- Developer: Glitch Factory
- Publisher: Ysbryd Games
- Engine: Unity ;
- Platforms: Microsoft Windows Nintendo Switch
- Release: September 22, 2022
- Genre: Action role-playing
- Mode: Single-player ;

= No Place for Bravery =

2022 video game

No Place for Bravery is a 2D top-down action role-playing video game developed by the studio Glitch Factory and published by Ysbryd Games. The game was released for Microsoft Windows and Nintendo Switch on September 22, 2022.

== Gameplay ==
Its combat style is inspired by Sekiro. According to the game's developers, the game's plot is based on the developers' own experiences of the importance of father figures and the far-reaching implications of their decisions. The narrative is focused on Thron, a man tormented by nightmares from the past who risks going on a dangerous adventure to save his kidnapped daughter.

== Reception ==
On the review aggregator website Metacritic, the game received a score of 70 out of 100 based on 12 reviews for Switch version and 66 out of 100 based on 8 reviews for Windows version.

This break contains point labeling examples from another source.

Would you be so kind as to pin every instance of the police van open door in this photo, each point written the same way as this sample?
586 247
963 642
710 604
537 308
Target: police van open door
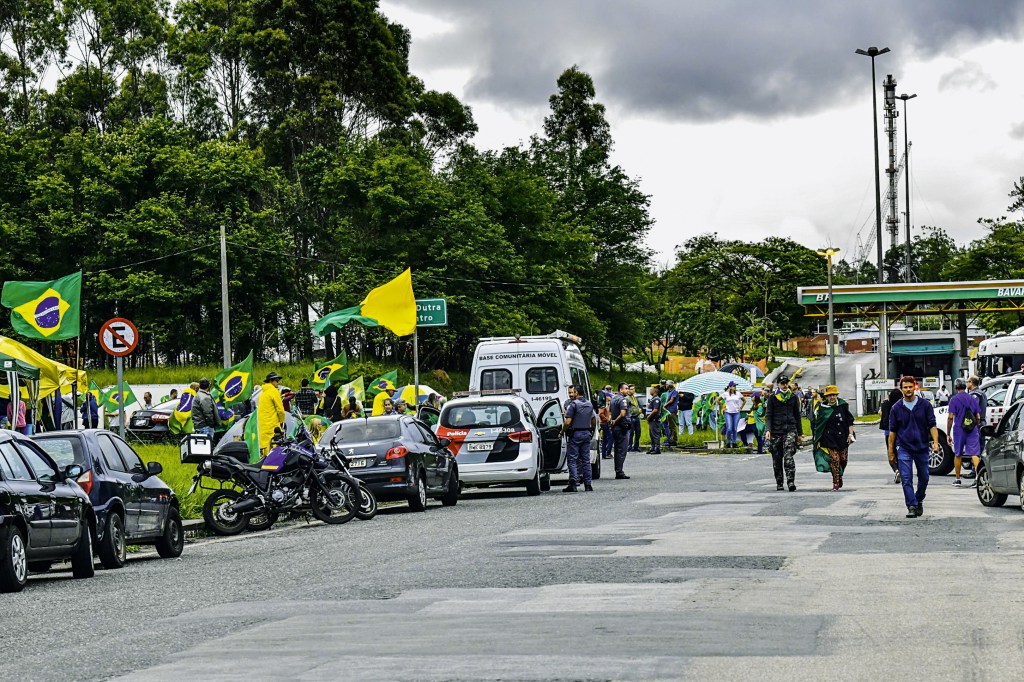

Khee Hoon wrote for Polygon that the game "revels in the violence and harshness of its battles". The editor criticized the game's excessive violence and also the difficulty of the battles: "It feels as if developer Glitch Factory drew the wrong lessons from the oeuvre of Dark Souls creator Hidetaka Miyazaki, an entire genre of games that thrive on challenging combat but still remain technically fair".